All three companies are trading well below February levels. EQR trades at a 40% discount to the February high, AVB is down 34% and MAA is 20% lower. Meanwhile, EQR and AVB sport dividend yields in excess of 4% and MAA has a yield of 3.4%. In a world of zero percent Treasuries, the dividends are appealing.
The three apartment giants appear to be trading at a discount to their net asset values.
I present a table on the attached pdf comparing the three companies. Some of you may take issue with my simple methodology, but I think the calculations fairly portray a set of businesses that may be undervalued. For annualized revenues, I doubled the first half of 2020. Executives generally opined that markets had stabilized, so I am taking their remarks at face value. I included a $50 per unit capital reserve in my estimates to arrive at a pro forma net operating income level. The results show that all three companies have adequate dividend coverage between 1.38x for EQR to 1.78x for MAA.

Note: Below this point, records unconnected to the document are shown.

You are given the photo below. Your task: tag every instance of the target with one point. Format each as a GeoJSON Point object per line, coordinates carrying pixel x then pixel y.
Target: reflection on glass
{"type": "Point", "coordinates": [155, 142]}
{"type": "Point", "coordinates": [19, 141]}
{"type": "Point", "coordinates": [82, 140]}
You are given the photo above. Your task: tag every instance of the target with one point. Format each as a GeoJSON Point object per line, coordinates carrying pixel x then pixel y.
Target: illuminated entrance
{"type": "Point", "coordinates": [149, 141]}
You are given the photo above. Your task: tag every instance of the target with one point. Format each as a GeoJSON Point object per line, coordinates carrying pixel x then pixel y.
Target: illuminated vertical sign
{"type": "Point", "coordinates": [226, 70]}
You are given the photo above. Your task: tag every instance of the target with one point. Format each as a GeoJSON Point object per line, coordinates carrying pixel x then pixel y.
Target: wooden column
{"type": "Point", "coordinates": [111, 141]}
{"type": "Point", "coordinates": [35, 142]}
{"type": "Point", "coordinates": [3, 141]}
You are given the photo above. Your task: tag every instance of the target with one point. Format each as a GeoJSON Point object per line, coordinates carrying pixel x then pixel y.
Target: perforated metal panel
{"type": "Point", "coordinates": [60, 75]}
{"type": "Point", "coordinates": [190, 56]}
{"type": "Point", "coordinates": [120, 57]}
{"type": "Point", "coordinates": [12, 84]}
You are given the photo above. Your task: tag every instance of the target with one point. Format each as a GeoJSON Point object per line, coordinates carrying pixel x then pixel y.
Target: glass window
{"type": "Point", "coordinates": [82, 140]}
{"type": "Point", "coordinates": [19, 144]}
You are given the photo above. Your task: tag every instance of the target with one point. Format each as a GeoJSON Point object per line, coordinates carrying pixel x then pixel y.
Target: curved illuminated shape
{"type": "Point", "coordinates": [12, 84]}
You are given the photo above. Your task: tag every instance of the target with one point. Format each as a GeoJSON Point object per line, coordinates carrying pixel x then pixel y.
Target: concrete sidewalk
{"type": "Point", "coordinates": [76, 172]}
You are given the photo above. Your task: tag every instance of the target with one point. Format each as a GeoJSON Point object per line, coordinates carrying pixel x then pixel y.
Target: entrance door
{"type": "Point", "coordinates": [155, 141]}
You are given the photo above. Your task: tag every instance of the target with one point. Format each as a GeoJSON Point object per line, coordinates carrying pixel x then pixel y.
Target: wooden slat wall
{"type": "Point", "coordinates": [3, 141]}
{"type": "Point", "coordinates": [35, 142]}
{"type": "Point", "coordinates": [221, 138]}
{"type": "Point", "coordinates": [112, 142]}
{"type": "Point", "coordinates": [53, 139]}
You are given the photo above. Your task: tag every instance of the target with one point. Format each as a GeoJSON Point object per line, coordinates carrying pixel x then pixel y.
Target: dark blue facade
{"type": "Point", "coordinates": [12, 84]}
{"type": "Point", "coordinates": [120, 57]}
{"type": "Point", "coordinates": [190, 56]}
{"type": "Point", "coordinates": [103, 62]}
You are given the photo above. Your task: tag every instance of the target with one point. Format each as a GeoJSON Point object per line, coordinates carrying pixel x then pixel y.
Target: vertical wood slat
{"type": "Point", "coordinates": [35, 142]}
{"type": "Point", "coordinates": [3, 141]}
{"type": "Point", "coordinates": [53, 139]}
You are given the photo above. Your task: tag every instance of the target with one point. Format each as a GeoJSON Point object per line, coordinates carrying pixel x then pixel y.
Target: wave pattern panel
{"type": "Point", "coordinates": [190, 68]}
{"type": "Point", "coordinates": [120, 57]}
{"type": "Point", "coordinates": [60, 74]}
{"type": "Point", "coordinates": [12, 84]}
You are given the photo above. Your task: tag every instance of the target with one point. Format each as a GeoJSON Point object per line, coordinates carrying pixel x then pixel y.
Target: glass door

I employed a 5% capitalization rate to arrive at a value. Some could argue that this is a low number on a risk-adjusted basis, but as the cost of funds drifts below 3% the cap rate seems reasonable. Cap rates in space-constrained urban markets were well below 5% heading into March. The results indicate that public market discounts to net asset values range from 6% for AvalonBay to 20% for Equity Residential.
Finally, I reduced my revenue assumption by 5% to determine the impact on values and dividend coverage. In this exercise, all three were comfortably able to maintain their shareholder distributions. Current share prices were roughly in line with net asset values in this example.
There is no question that the pandemic will continue to negatively impact the economy. Indeed, it will be interesting to see if MAA bosses are less optimistic on the next call as Covid cases sweep across the south. I do believe there will eventually be meaningful negative impacts on white collar employment that has thus far been spared the brunt of the layoff pain. Could revenues decline by 10%? It is very possible. I do not subscribe to the conventional wisdom that “everybody needs a place to live, so apartments will be just fine”. Young professionals under the age of 30 can find their parents’ homes just as welcoming as they did during the 2008-2012 period. However, I do believe much of the downside risks have been reflected in the current share prices. These three companies boast some of the finest apartment assets in North America. Their balance sheets are strong and the dividends are well-covered.
Please let me know if you have any comments or criticisms. I am interested in all perspectives. A disclaimer: These numbers represent my opinions and should not form the basis of any investment decisions.
Let’s hope for a vaccine. Take care.